Le calvaire des ex-employés de la Biao-Cameroun | Ph. Illustration

Ils broient du noir voilà 27 ans aujourd’hui. Le mandataire de la Biao-C réclame 237 755 192 Fcfa à l’Etat du Cameroun. Tandis que les ex-employés de ladite entreprise réclament 2 026 158 183 de Fcfa. C’est une colère qui pousse ces derniers à observer un sit-in dans la capitale politique, question de pousser le Gouvernement à sortir de sa réserve.

Les informations recueillies par CAMERPOST révèlent que bien que l’Etat semble reconnaître ses dettes, rien n’est concrètement fait pour donner aux concernés ce qui leur revient de droit. « Nous souffrons. Nous sommes dans la misère depuis et nous avons entretemps perdu certains de nos collègues. Le Ministère des Finances, la Primature, tous ont été approchés. Il était question de résoudre le problème. Sauf que depuis la dernière réunion tenue entre toutes les parties le 25 juillet 2016, c’est le statu quo », se plaignent les ex-employés de la Biao-Cameroun.
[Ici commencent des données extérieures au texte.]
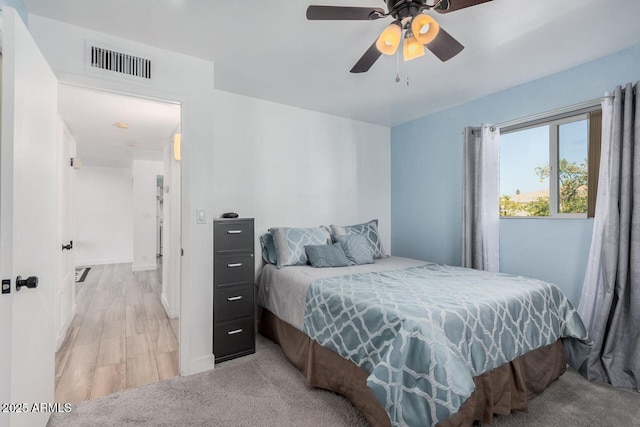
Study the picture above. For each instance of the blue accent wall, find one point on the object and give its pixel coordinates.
(426, 177)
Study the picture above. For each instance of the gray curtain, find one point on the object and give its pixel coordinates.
(610, 303)
(480, 203)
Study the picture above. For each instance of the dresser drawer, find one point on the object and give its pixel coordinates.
(232, 270)
(235, 338)
(233, 236)
(232, 303)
En dépit des lettres de rappel et des correspondances adressées au SG du Ministère des Finances, ils n’ont eu aucune réaction.

UN CONFLIT QUI DATE DE MATHUSALEM

C’est à se demander quand  est-ce que les droits sociaux des anciens employés de la Biao Cameroun, banque liquidée depuis 1990, seront payés? 27 ans après l’arrêt définitif des activités de cet établissement bancaire, plus de 500 personnes prises dans l’étau de la confusion et du marchandage… Ce sont des hommes et des femmes diminués par le poids de l’âge et les affres d’un problème qui n’a pas de suite favorable.

Rappelons qu’en 1990, suite à la faillite de la Bnp Paris, la maison mère de la Biao Cameroun, la banque française décidait de se retirer du capital social de sa filiale camerounaise. La Bnp Paris faisait alors parvenir un chèque de 11 milliards de Fcfa à la Biao, qui représentait son “ticket de sortie “. Cet argent devait servir, entre autres, à la liquidation des droits sociaux de l’ensemble des travailleurs de la Biao , calculés depuis Paris, et consignés dans un bordereau. L’ensemble de ces droits sociaux étaient évalués à près de 3,6 milliards Fcfa.  A la réception de l’argent, le gouvernement camerounais décide de procéder autrement. Un compte fut ouvert dans les livres de la Bicec, sous le nom “Biao-Etat”, dans lequel sont déposés les 11 milliards de Fcfa venus de Paris en maintenant fictivement en vie  la banque (Biao), avant donc de décider de sa liquidation. Sauf qu’à ce jour, le calvaire des plaignants perdure.